In their control theory of self-regulation, Carver and Scheier (1981, 1990) argue that goals are cognitive structures stored in memory in the form of behavioral scripts or knowledge. These cognitive representations contain information that enable individuals to interpret the actions of others and also to guide their own actions. Goals and the accompanying behavioral scripts are hierarchically organized and vary according to their degree of abstraction. For example, shoveling snow off the sidewalk; helping one's neighbors; or, at a very abstract level, trying to be a thoughtful and caring individual are all descriptions of related goals. The more abstract or higher level goals are translated into lower level behaviors and associated subgoals and ultimately physical actions.

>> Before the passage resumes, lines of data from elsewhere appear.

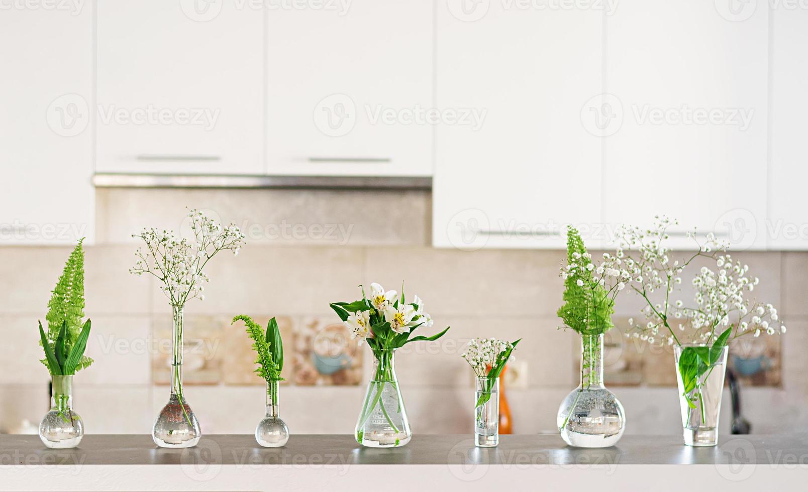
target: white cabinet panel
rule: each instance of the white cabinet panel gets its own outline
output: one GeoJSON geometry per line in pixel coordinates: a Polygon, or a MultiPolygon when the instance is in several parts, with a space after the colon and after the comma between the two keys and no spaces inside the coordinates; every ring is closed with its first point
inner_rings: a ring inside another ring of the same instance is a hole
{"type": "Polygon", "coordinates": [[[0,15],[0,244],[93,241],[92,9],[0,15]]]}
{"type": "Polygon", "coordinates": [[[667,214],[763,248],[768,13],[717,5],[621,0],[607,17],[604,219],[667,214]]]}
{"type": "Polygon", "coordinates": [[[263,174],[263,15],[99,0],[97,170],[263,174]]]}
{"type": "Polygon", "coordinates": [[[325,5],[267,12],[268,173],[431,175],[432,0],[325,5]]]}
{"type": "Polygon", "coordinates": [[[567,223],[600,242],[601,141],[581,111],[602,92],[603,13],[515,6],[438,4],[436,106],[484,118],[438,126],[436,246],[563,247],[567,223]]]}
{"type": "Polygon", "coordinates": [[[808,11],[772,12],[770,249],[808,249],[808,11]]]}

Goals are also related to affective states, with achievement being associated with positive emotions and failure with negative emotions (Carver & Scheier, 1990). Negative affective states typically result in more extensive processing than positive states, probably because they indicate failure to achieve a valued goal (Carver & Scheier, 1990). Some goals can be directly activated by environmental factors and can result in automatic goal-directed behavior without the need for conscious decision making (Bargh & Barndollar, 1996). Once such goals are activated, they exert a direct influence on the processing of information and subsequent generation of behavior.